| name | qwen_telemetry_cleanup_strategist |
| description | Strategic planning for YouTube telemetry cleanup and archival |
| version | 1 |
| author | 0102_wre_team |
| agents | qwen |
| dependencies | gemma_telemetry_retention_detector |
| domain | autonomous_operations |
| intent_type | DECISION |
| promotion_state | prototype |
| estimated_tokens | 200-500 |
| execution_time_ms | 150-300 |
| wsp_chain | WSP_77, WSP_91, WSP_96, WSP_15 |
Qwen Telemetry Cleanup Strategist
Purpose: Strategic analysis and safe execution planning for YouTube DAE telemetry lifecycle management
Architecture: Phase 2 of Gemma→Qwen→0102 cleanup wardrobe pattern
WSP Compliance
- WSP 15: Module Prioritization Scoring (MPS) for cleanup impact analysis
- WSP 77: Agent Coordination (receives Gemma classification, plans for 0102 execution)

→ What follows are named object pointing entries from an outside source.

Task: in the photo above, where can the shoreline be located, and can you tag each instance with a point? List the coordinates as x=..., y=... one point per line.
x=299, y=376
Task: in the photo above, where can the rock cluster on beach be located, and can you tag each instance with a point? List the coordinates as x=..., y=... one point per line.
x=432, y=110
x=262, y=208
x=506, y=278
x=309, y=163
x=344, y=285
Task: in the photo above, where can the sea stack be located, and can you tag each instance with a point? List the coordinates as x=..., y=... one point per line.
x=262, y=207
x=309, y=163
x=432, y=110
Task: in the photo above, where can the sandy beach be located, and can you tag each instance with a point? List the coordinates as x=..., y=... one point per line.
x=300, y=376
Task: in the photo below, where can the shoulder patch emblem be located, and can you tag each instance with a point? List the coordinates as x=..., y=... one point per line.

- WSP 91: DAEMON Observability (cardiovascular telemetry health)
- WSP 96: WRE Skills Wardrobe (autonomous recursive improvement)
Task Description
Analyze Gemma's retention classification and create a safe, prioritized cleanup execution plan with risk assessment and rollback strategy.
Input Contract
Receives output from gemma_telemetry_retention_detector:
{
"gemma_scan": {
"scan_timestamp": "2025-10-27T20:00:00Z",
"total_records_scanned": 3719,
"categories": {
"keep_recent": {"count": 1200, "age_range_days": "0-30", "disk_mb": 45},
"keep_training": {"count": 1500, "age_range_days": "30-90", "disk_mb": 95},
"archive_candidate": {"count": 800, "age_range_days": "91-365", "disk_mb": 70},
"purge_candidate": {"count": 219, "age_range_days": ">365", "disk_mb": 19}
},
"recommendation": "archive_and_vacuum",
"estimated_reclaim_mb": 89
},
"execution_context": {
"youtube_dae_active": false,
"disk_usage_percent": 45,
"last_cleanup": "2024-08-15T10:00:00Z"
}
}
Strategic Analysis Framework
Step 1: Risk Assessment
Analyze operational risk of cleanup:
risk_factors = {
"youtube_dae_active": "HIGH" if active else "LOW",
"concurrent_writes": "HIGH" if heartbeats_last_5min > 0 else "LOW",
"data_age": "LOW" if all_records > 90_days else "MEDIUM",
"disk_pressure": "HIGH" if disk_usage > 80 else "LOW"
}
overall_risk = calculate_mps_risk_score(risk_factors)
WSP 15 MPS Scoring:
Operational Risk Score =
(youtube_dae_active ? 10 : 0) +
(concurrent_writes ? 8 : 0) +
(data_age_recent ? 6 : 0) +
(disk_pressure ? 4 : 0)
Low Risk: 0-5 (proceed immediately)
Medium Risk: 6-12 (proceed with caution)
High Risk: 13+ (defer until safer window)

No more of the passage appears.